I would recommend Nix over Conda for new projects. The NixOS community has a comparison between Nix and Conda. While there may be many ways in which Nix is slightly painful compared to Conda, the terms of service alone seem like a motivating reason to avoid Conda.
What problems (particularly ones stated in the article) does Nix solve here?
From the article’s perspective, Nix is like Conda but more reproducible. The running example from the article becomes a single-line expression with nixpkgs:
python39.withPackages (ps: [ ps.numpy ps.pandas ps.pillow ])

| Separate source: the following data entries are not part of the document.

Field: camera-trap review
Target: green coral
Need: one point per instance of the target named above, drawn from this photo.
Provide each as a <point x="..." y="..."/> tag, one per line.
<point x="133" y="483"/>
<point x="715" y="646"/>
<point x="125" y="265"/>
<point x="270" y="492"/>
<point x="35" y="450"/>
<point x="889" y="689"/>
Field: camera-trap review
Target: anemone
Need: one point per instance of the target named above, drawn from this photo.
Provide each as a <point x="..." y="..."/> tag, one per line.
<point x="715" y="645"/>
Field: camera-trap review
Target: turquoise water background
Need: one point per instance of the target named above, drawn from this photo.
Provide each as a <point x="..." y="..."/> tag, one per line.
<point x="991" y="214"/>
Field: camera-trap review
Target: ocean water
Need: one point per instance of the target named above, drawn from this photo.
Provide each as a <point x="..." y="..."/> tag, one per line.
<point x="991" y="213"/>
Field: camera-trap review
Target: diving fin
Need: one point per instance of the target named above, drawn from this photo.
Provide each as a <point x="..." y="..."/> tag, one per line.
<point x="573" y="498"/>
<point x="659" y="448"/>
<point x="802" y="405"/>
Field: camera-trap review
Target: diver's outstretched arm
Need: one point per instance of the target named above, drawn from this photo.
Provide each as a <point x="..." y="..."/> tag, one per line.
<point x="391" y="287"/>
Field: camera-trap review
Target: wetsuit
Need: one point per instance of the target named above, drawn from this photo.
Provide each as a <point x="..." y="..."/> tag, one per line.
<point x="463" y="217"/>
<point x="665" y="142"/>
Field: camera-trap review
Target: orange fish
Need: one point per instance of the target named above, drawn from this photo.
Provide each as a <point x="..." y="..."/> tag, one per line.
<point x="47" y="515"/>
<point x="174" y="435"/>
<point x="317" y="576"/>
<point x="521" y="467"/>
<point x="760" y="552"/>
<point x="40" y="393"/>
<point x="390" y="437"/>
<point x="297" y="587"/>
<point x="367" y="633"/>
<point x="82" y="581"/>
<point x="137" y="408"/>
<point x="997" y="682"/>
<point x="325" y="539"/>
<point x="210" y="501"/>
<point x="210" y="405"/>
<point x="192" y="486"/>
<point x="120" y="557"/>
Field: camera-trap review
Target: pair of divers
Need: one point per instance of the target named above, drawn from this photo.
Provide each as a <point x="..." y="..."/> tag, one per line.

To make a third column in the first table, adding Nix alongside pip and Conda, Nix does everything that Conda can do. The third table is similarly simple; features like reproducibility and virtual environments are baked into Nix’s design, and nixpkgs has a security team. To make a third column in the second table, comparing nixpkgs to PyPI and conda-forge:
Finally, but non-trivially, the production of Docker-compatible container images is reproducible when using nixpkgs’ tools to assemble the image. This provides a reproducible alternative to Docker’s builder. In contrast, the article gives two non-reproducible Dockerfiles which depend on the state of global package repositories.

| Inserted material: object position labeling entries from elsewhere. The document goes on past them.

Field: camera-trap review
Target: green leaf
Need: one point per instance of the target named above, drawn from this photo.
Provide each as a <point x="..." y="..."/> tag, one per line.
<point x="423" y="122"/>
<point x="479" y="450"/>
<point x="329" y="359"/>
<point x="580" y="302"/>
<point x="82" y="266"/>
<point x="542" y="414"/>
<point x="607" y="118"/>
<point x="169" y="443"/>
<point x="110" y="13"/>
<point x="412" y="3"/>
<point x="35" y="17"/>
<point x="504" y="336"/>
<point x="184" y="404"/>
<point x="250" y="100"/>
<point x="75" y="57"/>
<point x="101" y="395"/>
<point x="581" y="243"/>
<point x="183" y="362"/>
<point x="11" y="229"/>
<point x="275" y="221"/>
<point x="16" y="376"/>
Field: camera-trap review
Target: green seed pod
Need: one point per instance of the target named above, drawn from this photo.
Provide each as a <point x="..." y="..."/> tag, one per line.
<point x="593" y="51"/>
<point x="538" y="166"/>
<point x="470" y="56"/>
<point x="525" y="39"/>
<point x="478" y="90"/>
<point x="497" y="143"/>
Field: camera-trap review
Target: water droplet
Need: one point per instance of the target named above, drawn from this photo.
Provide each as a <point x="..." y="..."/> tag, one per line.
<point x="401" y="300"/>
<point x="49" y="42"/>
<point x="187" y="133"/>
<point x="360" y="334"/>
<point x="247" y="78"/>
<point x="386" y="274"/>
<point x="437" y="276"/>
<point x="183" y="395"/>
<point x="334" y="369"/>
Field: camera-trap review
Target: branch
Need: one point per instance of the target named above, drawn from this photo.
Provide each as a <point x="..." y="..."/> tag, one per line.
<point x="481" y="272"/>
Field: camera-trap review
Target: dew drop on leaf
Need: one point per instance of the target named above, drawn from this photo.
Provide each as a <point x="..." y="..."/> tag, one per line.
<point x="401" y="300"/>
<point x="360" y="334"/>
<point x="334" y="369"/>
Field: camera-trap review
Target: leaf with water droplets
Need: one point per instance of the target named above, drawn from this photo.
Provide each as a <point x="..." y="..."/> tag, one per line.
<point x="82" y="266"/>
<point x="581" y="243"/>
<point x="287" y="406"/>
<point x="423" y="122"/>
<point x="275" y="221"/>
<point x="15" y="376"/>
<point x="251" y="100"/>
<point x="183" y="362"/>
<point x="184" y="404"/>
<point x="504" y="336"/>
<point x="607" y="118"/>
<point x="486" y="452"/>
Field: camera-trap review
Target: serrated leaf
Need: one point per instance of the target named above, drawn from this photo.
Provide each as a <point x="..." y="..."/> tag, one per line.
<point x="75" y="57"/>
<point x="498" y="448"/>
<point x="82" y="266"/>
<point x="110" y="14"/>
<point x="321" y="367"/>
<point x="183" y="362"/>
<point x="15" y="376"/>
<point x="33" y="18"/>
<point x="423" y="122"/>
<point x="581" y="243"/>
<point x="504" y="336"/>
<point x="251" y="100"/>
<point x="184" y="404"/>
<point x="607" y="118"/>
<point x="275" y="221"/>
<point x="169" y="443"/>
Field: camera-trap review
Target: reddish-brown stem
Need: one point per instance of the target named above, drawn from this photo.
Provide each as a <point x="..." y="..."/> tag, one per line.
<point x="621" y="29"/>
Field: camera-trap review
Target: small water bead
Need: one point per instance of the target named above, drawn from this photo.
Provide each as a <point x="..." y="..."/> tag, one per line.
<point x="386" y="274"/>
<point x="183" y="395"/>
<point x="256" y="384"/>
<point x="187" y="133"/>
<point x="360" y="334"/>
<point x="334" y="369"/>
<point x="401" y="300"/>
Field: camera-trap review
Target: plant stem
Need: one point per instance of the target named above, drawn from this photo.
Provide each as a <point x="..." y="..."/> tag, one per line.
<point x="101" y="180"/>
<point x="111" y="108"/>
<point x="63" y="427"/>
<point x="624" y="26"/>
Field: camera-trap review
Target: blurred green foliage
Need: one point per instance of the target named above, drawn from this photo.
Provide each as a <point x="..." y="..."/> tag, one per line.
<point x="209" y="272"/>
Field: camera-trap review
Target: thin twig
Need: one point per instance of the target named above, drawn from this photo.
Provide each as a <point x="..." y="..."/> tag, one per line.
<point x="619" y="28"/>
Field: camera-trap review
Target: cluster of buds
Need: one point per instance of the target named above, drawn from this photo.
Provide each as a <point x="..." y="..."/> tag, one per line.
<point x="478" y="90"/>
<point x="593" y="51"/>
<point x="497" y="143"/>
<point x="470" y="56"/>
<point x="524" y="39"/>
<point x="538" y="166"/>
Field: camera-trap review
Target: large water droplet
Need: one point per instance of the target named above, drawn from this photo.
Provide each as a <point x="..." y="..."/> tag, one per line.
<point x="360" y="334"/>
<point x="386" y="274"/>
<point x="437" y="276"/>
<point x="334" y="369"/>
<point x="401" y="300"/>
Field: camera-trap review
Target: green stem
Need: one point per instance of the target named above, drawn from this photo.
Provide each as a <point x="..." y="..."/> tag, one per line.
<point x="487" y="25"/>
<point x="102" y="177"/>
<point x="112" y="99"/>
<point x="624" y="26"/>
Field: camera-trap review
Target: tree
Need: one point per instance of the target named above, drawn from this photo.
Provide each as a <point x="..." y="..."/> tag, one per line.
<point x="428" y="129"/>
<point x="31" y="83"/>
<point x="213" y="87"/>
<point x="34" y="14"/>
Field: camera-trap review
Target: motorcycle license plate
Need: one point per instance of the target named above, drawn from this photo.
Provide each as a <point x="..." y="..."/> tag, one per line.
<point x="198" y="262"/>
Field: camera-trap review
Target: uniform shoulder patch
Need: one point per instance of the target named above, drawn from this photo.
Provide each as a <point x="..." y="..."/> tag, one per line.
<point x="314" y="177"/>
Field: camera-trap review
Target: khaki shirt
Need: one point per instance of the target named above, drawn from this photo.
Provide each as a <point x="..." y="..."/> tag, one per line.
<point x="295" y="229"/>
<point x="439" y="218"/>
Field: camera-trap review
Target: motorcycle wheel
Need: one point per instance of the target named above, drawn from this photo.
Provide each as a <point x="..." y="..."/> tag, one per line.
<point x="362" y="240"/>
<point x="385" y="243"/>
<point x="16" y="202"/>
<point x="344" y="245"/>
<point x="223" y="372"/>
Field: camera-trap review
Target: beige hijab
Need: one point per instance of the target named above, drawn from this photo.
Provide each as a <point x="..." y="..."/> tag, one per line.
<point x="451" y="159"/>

On serious examination, the only reason to recommend Conda might be for Windows users, but I usually recommend that they change their entire software stack at that point.

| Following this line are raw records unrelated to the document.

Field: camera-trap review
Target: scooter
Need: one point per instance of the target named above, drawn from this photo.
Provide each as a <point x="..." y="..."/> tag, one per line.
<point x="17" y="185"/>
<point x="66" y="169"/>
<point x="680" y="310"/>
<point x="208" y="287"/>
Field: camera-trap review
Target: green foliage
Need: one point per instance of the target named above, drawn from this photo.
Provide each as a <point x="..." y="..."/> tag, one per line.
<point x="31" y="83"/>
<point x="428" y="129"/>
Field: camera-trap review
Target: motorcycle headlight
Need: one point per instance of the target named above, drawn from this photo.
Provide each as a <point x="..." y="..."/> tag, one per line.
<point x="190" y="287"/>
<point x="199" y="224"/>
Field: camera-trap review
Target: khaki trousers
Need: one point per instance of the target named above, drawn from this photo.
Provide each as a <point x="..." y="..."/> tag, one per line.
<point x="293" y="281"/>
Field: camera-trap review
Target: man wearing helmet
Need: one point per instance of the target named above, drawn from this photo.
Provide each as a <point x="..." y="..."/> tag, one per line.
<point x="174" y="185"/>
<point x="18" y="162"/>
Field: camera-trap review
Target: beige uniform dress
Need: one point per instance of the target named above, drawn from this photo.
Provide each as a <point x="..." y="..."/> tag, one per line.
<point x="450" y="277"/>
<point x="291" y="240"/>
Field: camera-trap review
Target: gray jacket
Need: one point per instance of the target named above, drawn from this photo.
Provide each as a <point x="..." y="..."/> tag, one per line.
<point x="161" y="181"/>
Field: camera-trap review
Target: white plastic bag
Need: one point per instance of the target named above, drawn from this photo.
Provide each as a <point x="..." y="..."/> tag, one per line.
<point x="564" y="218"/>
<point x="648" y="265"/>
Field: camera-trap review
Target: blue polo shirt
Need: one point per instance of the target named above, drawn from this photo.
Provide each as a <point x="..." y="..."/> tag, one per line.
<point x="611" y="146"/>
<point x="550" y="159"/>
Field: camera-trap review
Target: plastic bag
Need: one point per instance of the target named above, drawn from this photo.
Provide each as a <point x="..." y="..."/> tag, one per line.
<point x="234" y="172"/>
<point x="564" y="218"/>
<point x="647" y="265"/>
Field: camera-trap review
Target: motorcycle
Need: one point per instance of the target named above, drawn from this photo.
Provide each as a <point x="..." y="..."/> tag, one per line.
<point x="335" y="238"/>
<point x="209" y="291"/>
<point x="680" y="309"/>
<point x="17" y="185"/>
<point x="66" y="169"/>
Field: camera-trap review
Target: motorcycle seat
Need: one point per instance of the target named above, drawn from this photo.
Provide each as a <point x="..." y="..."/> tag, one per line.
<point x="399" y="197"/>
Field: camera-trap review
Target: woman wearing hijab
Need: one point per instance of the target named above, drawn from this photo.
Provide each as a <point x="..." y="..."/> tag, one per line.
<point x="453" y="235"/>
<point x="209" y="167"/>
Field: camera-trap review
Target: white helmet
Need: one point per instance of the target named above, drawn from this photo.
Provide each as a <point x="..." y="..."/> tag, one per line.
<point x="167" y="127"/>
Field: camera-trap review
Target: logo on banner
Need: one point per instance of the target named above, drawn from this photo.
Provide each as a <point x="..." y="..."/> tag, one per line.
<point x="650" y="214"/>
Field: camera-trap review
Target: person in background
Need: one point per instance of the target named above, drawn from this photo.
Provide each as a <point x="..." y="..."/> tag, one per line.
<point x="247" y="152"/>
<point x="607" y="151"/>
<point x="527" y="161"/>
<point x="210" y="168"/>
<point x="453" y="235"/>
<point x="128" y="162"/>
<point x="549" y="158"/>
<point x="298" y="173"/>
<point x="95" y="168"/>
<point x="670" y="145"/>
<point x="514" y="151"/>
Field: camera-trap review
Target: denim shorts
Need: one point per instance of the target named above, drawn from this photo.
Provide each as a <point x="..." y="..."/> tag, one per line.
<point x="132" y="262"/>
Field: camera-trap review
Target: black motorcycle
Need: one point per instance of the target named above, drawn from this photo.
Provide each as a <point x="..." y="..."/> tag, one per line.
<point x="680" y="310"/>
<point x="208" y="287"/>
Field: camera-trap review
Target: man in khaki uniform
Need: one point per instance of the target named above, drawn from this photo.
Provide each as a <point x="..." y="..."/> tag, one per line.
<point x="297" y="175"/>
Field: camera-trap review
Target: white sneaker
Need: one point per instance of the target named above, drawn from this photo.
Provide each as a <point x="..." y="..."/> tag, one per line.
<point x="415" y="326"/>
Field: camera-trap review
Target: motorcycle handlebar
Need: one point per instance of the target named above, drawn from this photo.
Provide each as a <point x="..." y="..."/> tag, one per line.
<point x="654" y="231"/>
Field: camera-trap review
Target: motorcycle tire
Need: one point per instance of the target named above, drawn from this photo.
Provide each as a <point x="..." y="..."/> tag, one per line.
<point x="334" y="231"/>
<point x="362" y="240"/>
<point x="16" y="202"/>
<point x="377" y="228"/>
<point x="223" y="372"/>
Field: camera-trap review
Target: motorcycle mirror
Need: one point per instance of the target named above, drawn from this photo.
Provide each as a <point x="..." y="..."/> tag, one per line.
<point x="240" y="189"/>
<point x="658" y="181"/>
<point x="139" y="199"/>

Yes, Nix can do everything Conda can, the problem I see is that you may want to install precise versions of your dependencies and instead if you stick to a certain Nixpkgs release or commit, you have to use the version in the distro. I don’t know if that affects Conda as well. That’s the reason why for most my Python project I use few distro packages and instead i rely on mach-nix which does a very good work together with a private Nix binary cache in order to not have to rebuild the packages every here and then.
Can nix do non-root install now (but still use a binary cache)? That was the one thing keeping me from using nix for this last time I checked (which was a while ago).
It needs root just to create /nix directory during installation (in single-user mode, in multi-user mode it will need root also to create some additional users to run the nix build service as) and yes, it does support binary caches in such setup
Right, thanks. So that’s pretty much what I remember. Without a non-root install option (that also supports binary caches) it’s not a good fit for what I need to do (I can’t assume that I’ll have root access where I need to run my software, or that anyone would install it for me). Conda ticks those boxes, but I’d prefer the stronger guarantees that come with nix. Also the tooling.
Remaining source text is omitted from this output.